Powell Lauded with Online Teaching Award

April Powell, teaching faculty at the School of Communication Science and Disorders in the College of Communication and Information, recently received the 2025-2026 University Teaching Award for Excellence in Online Teaching.
The University Teaching Awards recognize teaching excellence as multifaceted, involving areas such as positive role modeling for students, imparting respect for truth and a love of learning, and employing pioneering instructional techniques. The online teaching award recognizes outstanding and innovative instruction in distance learning courses. Powell’s online course SPA 5103 – Anatomy and Physiology: Speech, Language, and Hearing was recently certified as high-quality through the FSU Online Quality Initiative. The course passed a rigorous peer review using the nationally recognized Quality Matters rubric.
In the following interview, Powell shares her insights and instructional strategies for successfully navigating and enhancing online teaching.
Why do you like online teaching?
I enjoy the challenge! I have completed both on-campus and online graduate programs, and I know how easily online students can feel disconnected and discouraged. Over the years, I have minimized my focus on exams and quizzes and started focusing more on task performance. This motivates me to create learning environments where students feel supported, respected, and seen. My students range from post-baccalaureate learners entering a new field to graduate students preparing for clinical practice. Because of this, I enjoy the intellectual and creative challenge of designing courses that meet diverse needs while maintaining rigor and accessibility. My students also share their unique experiences and perspectives with me, so each iteration of my courses feels fresh and new.
What teaching tips would you have for instructors interested in teaching online?
First, I think it is essential for instructors to acknowledge that online learning should never be viewed as "less than" or inferior to a more traditional face-to-face learning experience. I do think, however, that it does require more creativity and careful time management.
Other important considerations include:
- Transparent structure and expectations: Clear organization, consistent navigation, and explicit learning support reduce anxiety and help students focus on learning.
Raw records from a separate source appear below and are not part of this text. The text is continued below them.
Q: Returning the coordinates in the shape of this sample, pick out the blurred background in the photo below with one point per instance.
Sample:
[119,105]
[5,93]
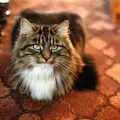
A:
[102,21]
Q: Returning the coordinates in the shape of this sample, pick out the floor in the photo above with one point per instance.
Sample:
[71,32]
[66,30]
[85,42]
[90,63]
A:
[103,44]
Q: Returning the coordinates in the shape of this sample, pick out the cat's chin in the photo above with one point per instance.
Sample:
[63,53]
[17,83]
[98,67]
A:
[40,81]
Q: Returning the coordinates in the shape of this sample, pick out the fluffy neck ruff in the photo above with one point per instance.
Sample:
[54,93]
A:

- Intentional relationship building: Strive to know them as individuals, not just names on a grade roster. Regular office hours, flexibility in providing "on-demand" online or phone meetings, quick responses to student inquiries, and sustained contact across semesters help students feel supported and engaged.
- Purposeful technology: Select tools that genuinely enhance experiential learning and that students can use in other courses and in their profession(s).
- Inviting and using student feedback: Gather feedback throughout the semester and use it to refine activities and course structure. I am always tweaking my courses. Whenever possible, I give students options for how we'll conduct our synchronous sessions, the types of additional supplemental resources they'd like made available, and additional topics they may want to include.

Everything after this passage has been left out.